The Aurora Sky and Bradford
facilities are now operating at full capacity. With this, the Company's
annualized production run rate across its operational facilities is in
excess of 150,000 kg per annum, based on planted rooms.
Aurora reiterates its target for Q4 with production available for
sale in excess of 25,000 kg. Management intends to allocate a portion of
this capacity to its inventory for manufacturing new products. Aurora
remains focused on having vapes and certain edibles ready for launch
under new regulations in the Canadian consumer market which are expected
toward the end of the calendar year.
With production ramping up, the Company continues to scale up
manufacturing capacity, with innovation and technologies aimed at
reducing time from harvest to market. The Company anticipates that
increased processing, packaging and delivery efficiencies in Q4 and
beyond will accelerate availability of product.
Supply to Europe and other
international markets is expected to increase as more of Aurora's
production facilities receive EU GMP certification. The Bradford
facility has recently undergone an audit to obtain EU GMP
certification. In Q3, the Company began exports of full spectrum
cannabis extracts in Germany. Management anticipates these sales will contribute to growth given the higher margins in extracts.
Oil extraction capacity has been a constraint during the second and
third fiscal quarters of 2019. Subsequent to quarter's end, Aurora
expanded its internal extraction capacity to almost 7,000 kgs per
quarter currently and will reach almost 16,000 kgs per quarter in fiscal
Q1. As well, the Company's extraction partner Radient Technologies is
scaling up commercial production at its Edmonton
facility.
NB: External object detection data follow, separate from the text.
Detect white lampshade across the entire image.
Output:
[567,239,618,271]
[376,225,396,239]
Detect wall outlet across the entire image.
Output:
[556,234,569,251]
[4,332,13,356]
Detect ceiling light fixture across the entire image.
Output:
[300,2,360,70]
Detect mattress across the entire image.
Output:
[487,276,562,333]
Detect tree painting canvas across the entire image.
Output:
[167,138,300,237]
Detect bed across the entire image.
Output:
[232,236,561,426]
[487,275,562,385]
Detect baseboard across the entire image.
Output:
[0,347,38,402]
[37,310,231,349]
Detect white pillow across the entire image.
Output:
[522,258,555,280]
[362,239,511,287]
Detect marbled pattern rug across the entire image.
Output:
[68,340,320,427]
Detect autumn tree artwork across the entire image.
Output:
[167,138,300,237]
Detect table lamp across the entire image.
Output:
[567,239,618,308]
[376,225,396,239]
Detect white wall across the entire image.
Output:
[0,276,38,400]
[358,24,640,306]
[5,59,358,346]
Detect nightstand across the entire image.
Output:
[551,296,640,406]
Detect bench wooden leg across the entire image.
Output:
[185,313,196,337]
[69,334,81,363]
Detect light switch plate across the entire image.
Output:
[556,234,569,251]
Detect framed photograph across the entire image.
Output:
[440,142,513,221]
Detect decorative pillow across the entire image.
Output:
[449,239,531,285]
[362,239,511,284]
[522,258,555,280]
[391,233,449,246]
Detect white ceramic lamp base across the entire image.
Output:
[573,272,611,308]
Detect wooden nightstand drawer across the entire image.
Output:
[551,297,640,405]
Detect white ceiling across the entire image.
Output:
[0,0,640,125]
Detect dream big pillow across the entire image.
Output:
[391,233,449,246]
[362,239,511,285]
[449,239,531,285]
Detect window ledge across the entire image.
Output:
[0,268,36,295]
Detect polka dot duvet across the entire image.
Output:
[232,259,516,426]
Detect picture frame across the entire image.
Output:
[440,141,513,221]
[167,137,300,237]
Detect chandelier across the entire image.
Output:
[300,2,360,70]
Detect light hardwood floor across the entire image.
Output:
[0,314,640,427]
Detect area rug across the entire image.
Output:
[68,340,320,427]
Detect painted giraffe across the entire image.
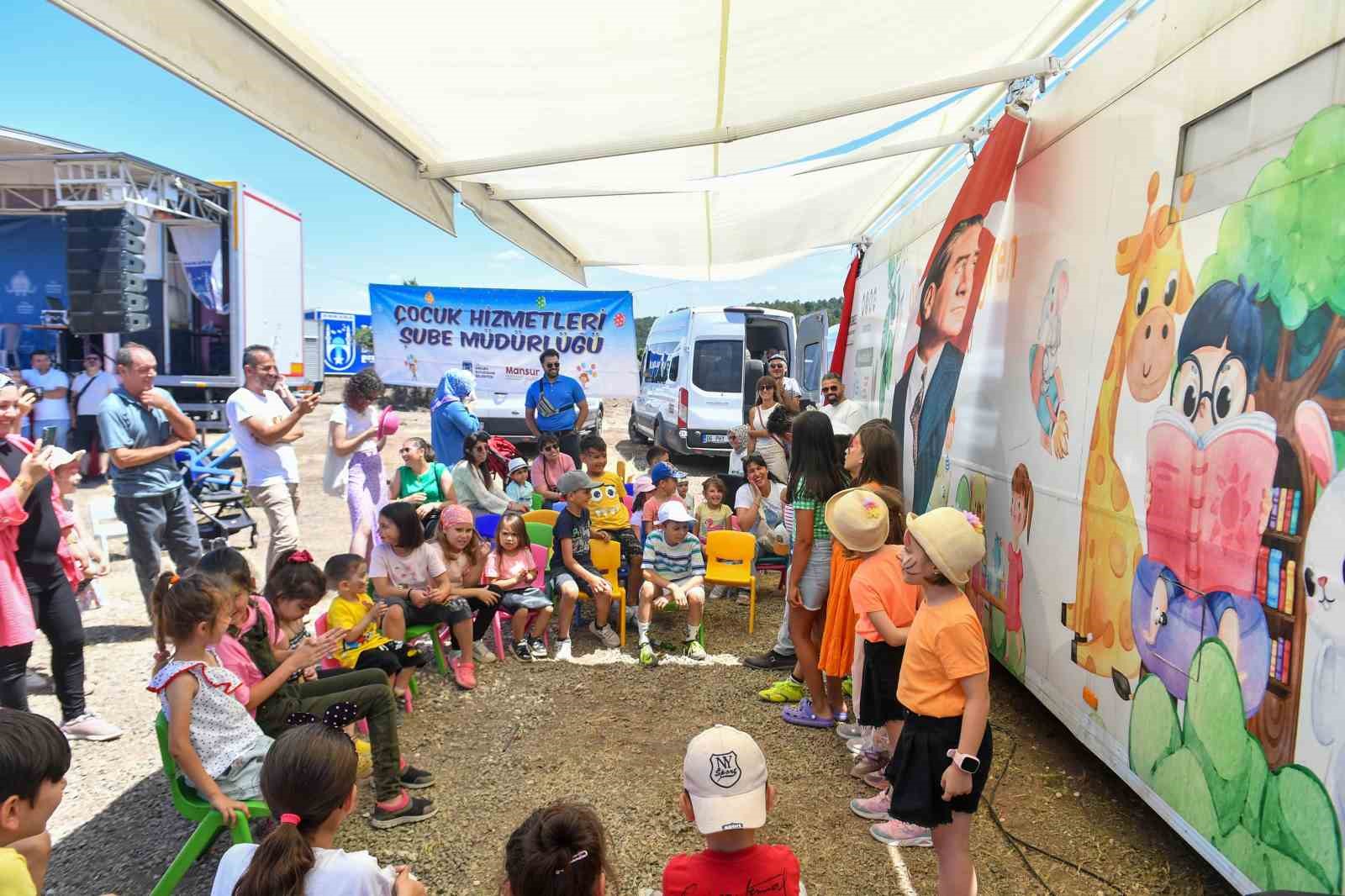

Consequently, Aurora anticipates production of extract-based
products to increase, with the full impact starting to materialize
towards the end of fiscal Q4. This increase in internal and external
extraction capacity will enhance Aurora's ability to produce derivative
products at scale, which management expects will have a positive impact
on both revenues and gross margin.
With Aurora Sky now operating at full capacity, the Company
anticipates continued reduction in production and manufacturing costs
allowing cash costs per gram to continue to trend lower. Management
reiterates its expectation that the average cash cost to produce per
gram at its Sky Class facilities will be below $1.
With disciplined cost management, the Company expects SG&A costs
to grow modestly over the remainder of the fiscal year. Consequently,
management anticipates that with sustained revenue growth and lower cash
costs per gram, Aurora is well positioned to achieve positive EBITDA
beginning in fiscal Q4 2019 (calendar Q2 2019).